We call this illustration: that aspect of a painting which indicates or emphasizes its subject. Although Glackens stresses the illustrative aspect in his painting, his pictures fully integrate light, line, color, and space into aesthetic entities.

Let’s examine how.

Study these two paintings: the first, Sketch for Chateau Thierry; the second, Chateau Thierry.

 
 

Glackens, Sketch for Chateau Thierry, 1906, © Courtesy of the Huntington Art Collections, San Marino, California


Glackens, Chateau Thierry, 1906, © Courtesy of the Huntington Art Collections, San Marino, California

 
I encountered these two pictures when I visited the Huntington Art Collections in May.  I enjoyed seeing them displayed together, and I spent a long time examining what Glackens changed when he painted the final picture. 
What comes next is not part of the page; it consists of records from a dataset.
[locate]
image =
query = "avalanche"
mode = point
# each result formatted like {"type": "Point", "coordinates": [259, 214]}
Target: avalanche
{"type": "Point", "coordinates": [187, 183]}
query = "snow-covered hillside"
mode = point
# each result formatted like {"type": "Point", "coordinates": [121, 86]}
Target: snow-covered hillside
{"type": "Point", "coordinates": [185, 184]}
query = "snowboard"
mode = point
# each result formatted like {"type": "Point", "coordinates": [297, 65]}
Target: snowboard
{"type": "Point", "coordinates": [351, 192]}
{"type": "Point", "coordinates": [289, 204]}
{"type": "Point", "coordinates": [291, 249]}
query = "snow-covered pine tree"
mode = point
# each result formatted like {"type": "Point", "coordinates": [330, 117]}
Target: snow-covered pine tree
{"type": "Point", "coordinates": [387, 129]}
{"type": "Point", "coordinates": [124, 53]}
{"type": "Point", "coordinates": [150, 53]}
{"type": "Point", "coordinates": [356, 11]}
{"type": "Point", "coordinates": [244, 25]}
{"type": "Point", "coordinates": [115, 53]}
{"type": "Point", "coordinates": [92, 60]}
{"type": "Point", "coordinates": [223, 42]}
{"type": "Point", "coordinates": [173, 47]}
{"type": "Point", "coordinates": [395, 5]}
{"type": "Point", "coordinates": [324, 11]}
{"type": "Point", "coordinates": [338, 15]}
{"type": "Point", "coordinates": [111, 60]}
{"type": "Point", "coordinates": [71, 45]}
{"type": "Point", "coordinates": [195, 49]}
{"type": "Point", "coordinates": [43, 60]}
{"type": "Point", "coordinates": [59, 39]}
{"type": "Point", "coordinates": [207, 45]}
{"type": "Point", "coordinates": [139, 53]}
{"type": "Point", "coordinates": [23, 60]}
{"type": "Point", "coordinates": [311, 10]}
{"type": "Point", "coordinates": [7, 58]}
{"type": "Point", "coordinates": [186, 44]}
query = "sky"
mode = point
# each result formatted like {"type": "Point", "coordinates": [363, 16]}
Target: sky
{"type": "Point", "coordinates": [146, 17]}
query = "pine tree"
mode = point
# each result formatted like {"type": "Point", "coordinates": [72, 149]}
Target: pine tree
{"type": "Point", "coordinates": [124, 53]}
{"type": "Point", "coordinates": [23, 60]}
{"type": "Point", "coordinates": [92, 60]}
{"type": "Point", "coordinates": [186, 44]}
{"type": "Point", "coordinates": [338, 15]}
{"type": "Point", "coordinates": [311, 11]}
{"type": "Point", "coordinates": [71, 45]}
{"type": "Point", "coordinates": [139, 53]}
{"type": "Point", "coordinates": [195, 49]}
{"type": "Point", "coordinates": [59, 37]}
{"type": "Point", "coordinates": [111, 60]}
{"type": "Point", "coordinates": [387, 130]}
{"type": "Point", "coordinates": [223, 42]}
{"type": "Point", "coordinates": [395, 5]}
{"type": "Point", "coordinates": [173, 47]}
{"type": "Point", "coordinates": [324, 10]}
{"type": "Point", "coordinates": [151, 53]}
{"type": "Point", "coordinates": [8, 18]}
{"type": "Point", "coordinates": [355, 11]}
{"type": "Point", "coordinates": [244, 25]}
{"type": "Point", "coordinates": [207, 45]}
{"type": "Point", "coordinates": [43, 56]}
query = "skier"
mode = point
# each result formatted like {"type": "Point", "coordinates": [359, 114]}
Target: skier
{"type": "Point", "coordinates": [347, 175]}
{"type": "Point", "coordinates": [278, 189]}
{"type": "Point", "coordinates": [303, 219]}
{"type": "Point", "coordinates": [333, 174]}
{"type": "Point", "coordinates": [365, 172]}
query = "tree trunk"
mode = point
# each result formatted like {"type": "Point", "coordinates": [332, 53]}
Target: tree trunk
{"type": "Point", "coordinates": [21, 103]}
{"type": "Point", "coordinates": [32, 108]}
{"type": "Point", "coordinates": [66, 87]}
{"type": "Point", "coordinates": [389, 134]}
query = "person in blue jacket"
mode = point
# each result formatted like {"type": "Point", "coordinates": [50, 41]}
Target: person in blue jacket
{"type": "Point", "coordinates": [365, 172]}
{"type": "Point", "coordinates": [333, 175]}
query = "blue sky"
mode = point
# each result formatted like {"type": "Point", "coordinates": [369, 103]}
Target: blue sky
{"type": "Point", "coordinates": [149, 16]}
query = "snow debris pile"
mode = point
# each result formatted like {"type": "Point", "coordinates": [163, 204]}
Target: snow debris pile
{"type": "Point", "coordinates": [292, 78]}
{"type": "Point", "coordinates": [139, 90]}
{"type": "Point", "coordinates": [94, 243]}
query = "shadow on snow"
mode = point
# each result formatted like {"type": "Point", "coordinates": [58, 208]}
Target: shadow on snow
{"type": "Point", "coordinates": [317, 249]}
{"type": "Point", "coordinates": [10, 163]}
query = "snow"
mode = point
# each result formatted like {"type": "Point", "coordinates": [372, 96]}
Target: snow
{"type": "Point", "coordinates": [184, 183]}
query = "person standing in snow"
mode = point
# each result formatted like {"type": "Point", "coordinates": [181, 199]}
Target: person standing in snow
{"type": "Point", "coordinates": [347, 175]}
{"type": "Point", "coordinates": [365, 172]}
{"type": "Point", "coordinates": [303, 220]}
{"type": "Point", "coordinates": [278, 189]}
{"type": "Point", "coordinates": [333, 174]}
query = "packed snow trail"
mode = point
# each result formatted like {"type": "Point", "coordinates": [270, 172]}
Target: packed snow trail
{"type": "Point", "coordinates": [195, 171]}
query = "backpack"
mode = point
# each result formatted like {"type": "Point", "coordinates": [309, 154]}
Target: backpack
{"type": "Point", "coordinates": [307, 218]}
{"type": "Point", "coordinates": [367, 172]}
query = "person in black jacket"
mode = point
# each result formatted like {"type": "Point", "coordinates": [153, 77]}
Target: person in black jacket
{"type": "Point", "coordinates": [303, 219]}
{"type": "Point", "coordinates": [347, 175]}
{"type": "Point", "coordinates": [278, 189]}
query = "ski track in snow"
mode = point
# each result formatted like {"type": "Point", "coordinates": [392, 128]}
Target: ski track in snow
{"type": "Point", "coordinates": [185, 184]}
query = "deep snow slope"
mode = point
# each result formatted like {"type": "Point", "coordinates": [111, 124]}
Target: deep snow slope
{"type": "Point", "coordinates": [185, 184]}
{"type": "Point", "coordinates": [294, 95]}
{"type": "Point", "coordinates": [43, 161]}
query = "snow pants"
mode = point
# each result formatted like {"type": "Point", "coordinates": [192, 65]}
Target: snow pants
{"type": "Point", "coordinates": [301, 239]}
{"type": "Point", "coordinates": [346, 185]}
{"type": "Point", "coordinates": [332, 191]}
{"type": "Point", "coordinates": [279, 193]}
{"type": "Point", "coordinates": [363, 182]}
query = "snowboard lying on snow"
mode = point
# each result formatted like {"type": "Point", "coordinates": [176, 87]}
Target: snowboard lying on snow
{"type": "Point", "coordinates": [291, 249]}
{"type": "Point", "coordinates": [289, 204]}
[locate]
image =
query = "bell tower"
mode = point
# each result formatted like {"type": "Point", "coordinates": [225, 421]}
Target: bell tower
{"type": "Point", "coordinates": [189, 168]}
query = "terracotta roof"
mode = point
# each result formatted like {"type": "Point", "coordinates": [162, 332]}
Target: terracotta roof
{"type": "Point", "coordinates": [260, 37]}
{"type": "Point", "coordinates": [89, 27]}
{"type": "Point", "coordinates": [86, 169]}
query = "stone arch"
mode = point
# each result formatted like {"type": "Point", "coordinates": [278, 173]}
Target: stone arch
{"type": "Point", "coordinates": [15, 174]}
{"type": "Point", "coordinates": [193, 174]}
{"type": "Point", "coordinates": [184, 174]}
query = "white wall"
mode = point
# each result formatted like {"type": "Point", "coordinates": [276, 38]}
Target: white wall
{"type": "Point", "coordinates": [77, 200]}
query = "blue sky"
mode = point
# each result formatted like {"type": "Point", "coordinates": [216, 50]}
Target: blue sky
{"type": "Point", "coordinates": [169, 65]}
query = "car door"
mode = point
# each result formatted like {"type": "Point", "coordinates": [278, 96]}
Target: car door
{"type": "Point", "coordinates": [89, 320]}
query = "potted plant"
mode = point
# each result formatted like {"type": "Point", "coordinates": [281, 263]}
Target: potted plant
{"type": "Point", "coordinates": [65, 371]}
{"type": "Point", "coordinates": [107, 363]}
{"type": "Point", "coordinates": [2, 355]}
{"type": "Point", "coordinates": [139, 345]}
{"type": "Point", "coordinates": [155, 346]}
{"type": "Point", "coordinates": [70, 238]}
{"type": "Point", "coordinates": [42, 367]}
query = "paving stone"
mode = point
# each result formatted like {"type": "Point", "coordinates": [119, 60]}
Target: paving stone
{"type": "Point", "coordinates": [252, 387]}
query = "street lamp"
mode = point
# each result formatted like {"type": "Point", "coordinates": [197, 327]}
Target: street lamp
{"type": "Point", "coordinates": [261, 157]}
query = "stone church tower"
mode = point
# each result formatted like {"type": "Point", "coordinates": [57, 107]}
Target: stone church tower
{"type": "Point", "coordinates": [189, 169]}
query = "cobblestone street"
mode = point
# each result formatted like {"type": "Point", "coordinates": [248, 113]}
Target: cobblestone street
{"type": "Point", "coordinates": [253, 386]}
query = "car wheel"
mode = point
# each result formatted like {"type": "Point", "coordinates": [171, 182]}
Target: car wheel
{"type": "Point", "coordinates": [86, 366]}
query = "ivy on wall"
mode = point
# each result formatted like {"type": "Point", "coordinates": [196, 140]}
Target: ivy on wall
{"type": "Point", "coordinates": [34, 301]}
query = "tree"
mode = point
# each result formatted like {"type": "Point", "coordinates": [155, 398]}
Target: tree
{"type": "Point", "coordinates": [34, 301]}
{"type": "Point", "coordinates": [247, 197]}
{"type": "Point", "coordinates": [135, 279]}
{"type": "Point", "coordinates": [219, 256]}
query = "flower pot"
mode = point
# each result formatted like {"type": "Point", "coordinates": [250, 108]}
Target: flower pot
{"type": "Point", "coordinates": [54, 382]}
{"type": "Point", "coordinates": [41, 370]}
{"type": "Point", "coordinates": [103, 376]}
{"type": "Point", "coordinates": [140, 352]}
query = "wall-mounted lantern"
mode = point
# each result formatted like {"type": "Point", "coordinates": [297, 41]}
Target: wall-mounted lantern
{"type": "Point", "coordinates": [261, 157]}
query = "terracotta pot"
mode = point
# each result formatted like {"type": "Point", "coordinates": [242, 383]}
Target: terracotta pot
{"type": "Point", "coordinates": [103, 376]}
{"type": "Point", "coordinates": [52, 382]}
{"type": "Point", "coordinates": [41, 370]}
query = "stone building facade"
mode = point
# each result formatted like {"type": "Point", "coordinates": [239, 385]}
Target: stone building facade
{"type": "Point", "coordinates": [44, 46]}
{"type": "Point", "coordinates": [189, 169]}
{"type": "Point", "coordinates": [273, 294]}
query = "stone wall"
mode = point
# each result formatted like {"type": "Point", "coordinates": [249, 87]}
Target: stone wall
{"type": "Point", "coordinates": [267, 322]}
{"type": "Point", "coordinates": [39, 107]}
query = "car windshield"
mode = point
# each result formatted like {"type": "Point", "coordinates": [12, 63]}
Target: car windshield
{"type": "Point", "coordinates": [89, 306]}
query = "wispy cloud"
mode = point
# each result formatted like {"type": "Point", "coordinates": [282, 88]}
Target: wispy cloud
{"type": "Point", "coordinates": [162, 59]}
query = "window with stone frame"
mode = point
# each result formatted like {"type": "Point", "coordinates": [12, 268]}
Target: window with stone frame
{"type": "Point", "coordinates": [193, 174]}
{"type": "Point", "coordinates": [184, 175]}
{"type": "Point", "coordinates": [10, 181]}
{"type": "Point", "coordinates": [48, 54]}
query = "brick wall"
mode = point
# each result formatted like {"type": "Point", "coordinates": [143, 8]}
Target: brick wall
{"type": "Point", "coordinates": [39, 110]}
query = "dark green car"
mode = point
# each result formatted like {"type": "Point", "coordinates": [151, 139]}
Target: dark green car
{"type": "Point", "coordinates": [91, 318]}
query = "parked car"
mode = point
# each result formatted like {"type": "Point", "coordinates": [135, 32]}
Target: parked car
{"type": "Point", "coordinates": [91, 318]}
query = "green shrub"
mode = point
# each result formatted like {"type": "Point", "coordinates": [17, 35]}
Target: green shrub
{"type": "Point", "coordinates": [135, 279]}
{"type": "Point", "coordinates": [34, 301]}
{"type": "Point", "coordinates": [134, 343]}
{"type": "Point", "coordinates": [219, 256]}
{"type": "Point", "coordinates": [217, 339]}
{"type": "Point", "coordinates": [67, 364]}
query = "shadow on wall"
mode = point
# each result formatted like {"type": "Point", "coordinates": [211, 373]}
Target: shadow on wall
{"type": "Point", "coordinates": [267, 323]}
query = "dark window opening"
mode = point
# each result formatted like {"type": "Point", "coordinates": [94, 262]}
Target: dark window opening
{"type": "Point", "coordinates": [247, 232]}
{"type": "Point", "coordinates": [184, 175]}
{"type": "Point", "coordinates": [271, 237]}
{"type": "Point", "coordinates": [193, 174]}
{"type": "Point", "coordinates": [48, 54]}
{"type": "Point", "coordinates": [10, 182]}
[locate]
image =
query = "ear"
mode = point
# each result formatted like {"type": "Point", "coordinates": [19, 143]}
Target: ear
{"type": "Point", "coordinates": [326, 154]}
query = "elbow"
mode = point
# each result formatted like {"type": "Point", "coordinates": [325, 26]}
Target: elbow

When I returned home, I researched Chateau Thierry.  I did not find out much about it that was relevant to Glackens’ pictures.  It is situated in northeast France on the Marne River on the slopes of a hill.  At the top of the hill are the ruins of an old castle said to have been built about 720 by the Frankish ruler Charles Martel for Thierry IV (the Merovingian king Theodoric). Most descriptions said it was the farthest point reached by the German offensive of 1918, and it had been badly damaged in both world wars.

In 1906, Glackens and his wife Edith Dimock went on a belated honeymoon to Spain and Paris.  In June, they visited Chuzy-sur-Marne, France, to visit the artist Alfred Maurer. According to Richard Wattenmaker (a widely recognized authority on late-nineteenth- and early-twentieth century modern art, a former student and instructor at the Barnes Foundation and, most recently, the Director of the Archives of American Art, Smithsonian Institution), Ira Glackens always said the man depicted in the red bathing suit about to dive off the bank was Maurer.

From the point of view of subject, that is what I know.

To see how and why Glackens transformed Chateau Thierry into a work of art, we must examine the pictures, not the place.

I ask you to use the guide Dr. Barnes provided at the start of this essay.  Try to answer his questions.  See if you can determine the visual ideas Glackens borrowed from other artists and what new use he adapted them to serve.

Dr. Barnes asked us to determine the following:

What are the distinctive aspects of reality in which Glackens is interested? How do you know?

How does Glackens organize his work to reveal and organize those aspects?

What means does he employ? In other words, how do light, line, color, and space relate to each other?


Is the final painting successful? Do you understand its aesthetic visual meaning?

For extra points: how does Glackens orchestrate the illustrative, decorative, and expressive aspects? 

Examine both the sketch and the painting.  Note the changes Glackens made from the sketch to the painting.  Why did he make those changes?  How do the adjustments affect your appreciation of the final picture?